By employing VLT® drives with back channel cooling, the mine saves approximately 80 kW of electrical power. This benefit exceeds the power savings achieved by using high-efficiency motors instead of standard efficiency motors on the site.
At the Kolomela iron ore mine in South Africa, three 710 kW VLT® drives are installed on a mine dewatering system that distributes water to the plant operations as well as the local town water supply.
The traditional solution in the South African mining industry is to install drives in an enclosed MCC substation for protection from mining contaminants. Iron ore mines are known to be particularly dusty environments, with particles down to a few microns in size. This dust is not compatible with electronics, and so the closed, controlled air environment in the substation ensures the drives are kept cool and clean. However, to maintain the correct indoor temperature, the heat generated by the drives needs to be removed from the substation by an air conditioner.
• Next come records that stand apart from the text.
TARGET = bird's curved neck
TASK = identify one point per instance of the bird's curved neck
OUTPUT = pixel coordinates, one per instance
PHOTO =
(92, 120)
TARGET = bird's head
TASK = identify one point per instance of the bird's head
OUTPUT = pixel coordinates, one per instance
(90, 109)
Reduced air conditioning load
The load on the air conditioning system due to the heat loss from the drives and other equipment in the substation normally results in a relatively high power consumption of the air conditioning system. However in this case VLT® drives offer the ideal solution, with built-in back channel cooling, which significantly reduces the heat load in the substation from the drives. By employing VLT® drives, the power consumption in the substation was reduced by 80 kW,
- due to lower heat losses from the drives
- lower heat loads in the substation as a result of back channel cooling
- resultant lower power consumption of the air conditioning system in the substation.
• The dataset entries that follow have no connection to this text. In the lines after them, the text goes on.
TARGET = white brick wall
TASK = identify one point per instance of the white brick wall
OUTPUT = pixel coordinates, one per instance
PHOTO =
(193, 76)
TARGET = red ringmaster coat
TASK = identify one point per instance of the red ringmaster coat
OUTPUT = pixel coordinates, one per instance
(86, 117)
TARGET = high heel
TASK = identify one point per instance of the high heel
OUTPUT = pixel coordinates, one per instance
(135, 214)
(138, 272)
The significantly smaller heat load enabled installation of a smaller, lower cost air conditioning system. This system has lower power consumption and operating costs.
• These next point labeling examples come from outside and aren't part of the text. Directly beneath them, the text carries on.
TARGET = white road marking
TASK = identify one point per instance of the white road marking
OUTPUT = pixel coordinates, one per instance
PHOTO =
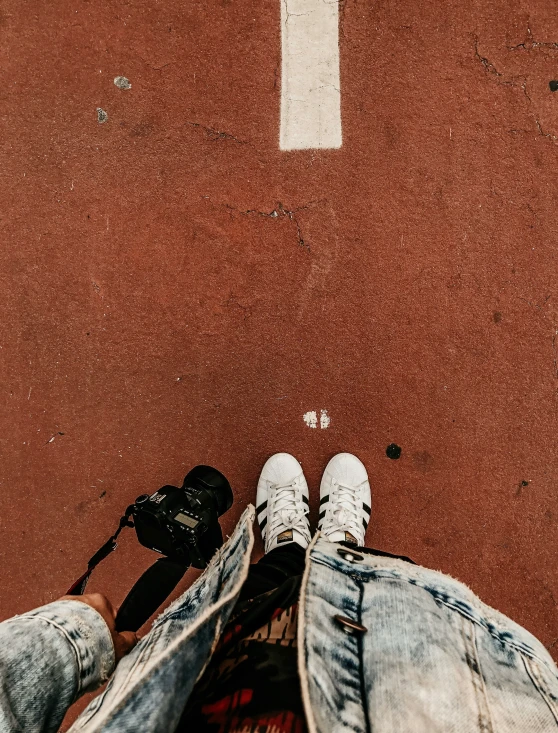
(311, 419)
(310, 83)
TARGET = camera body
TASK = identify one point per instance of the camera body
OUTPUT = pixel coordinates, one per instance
(182, 523)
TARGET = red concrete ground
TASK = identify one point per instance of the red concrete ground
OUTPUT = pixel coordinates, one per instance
(154, 314)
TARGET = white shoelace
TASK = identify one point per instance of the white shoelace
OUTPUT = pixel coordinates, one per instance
(288, 511)
(346, 516)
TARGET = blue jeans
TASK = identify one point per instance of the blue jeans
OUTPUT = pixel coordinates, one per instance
(383, 646)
Using the Danfoss back-channel cooling concept, air from outside the MCC substation is channeled through the floor of the substation, blown through the VLT® heatsink area, and then exhausted back out of the substation using simple ducting and without affecting the substation pressurization.
During development of the mine, the focus was on optimizing energy efficiency by all possible means. High-efficiency motors were specified for the entire mine site, estimated to provide 65 kW power savings by comparison with standard efficiency motors. Nonetheless, the 80 kW power savings generated by the mine dewatering VLT® drives alone equate to even more than the total savings gained by selecting high-efficiency motors.
In a mine substation, use of VLT® drives with back channel cooling typically provides annual energy operating cost savings that are equivalent to approximately 8%-10% of the total purchase cost of all VLT® drives, compared to using alternative drives.
Taking advantage of back channel cooling requires installation of extra ducting (and sometimes filters), but this is achievable at a lower cost than not using back channel cooling. Without back channel cooling a significantly higher heat load from the drives accumulates in the substation, requiring purchase of a bigger, more expensive air conditioning system – and a larger power bill.
Therefore the payback for back channel cooling is instant. The mine achieves a net saving from day one of operations.
No-maintenance filter. Install and ignore it for ten years or more
Due to the harsh and dusty environment on the Kolomela iron ore mine site, an air filter is required to clean the air before it enters the heat sink channel of the VLT® drive.
What makes this air filter installation innovative is the use of a spin filter system. The spin filter used in the back channel cooling ductwork system for this substation uses a cyclone effect to provide a simple, maintenance free, clean air solution.
The alternative is a particulate air filter, which acts by blocking dust from passing through. Particulate air filters are however considered unsuitable for iron ore mine sites because they clog up due to the fine dust and therefore require a high level of maintenance.
Automatic Energy Optimization
The pumping system offers additional savings by utilizing the Automatic Energy Optimization (AEO) feature of the drive. Activating AEO ensures that motor magnetization is always at the optimum, real time requirement, and that no energy is expended unnecessarily.
In addition to the 710 kW dewatering pump drives at this mine site, there are many other VLT drives rated from 11 kW to 800 kW, reliably controlling equipment including
- Feed conveyors
- Buffer stockpile conveyor
- Train load out station conveyor
- Slew and long travel drive motors on the
- bucket wheel reclaimer
- fine ore stacker and
- lumpy ore stacker
Kumba Iron Ore’s Kolomela Mine comprises three open-cut pits and is a full dry-crush and screen operation, situated near the town of Postmasburg in the Northern Cape province of South Africa. The processing plant where the VLT® drives are installed was commissioned in 2011. During 2013 Kolomela mine produced 10.8 Mt iron ore, almost 2 Mt above the original target of 9Mt. The name “Kolomela” means “to dig deeper or further, to persevere”. Kumba Iron Ore, a member of the Anglo American plc group, is a leading value-adding supplier of high-quality iron ore to the global steel industry.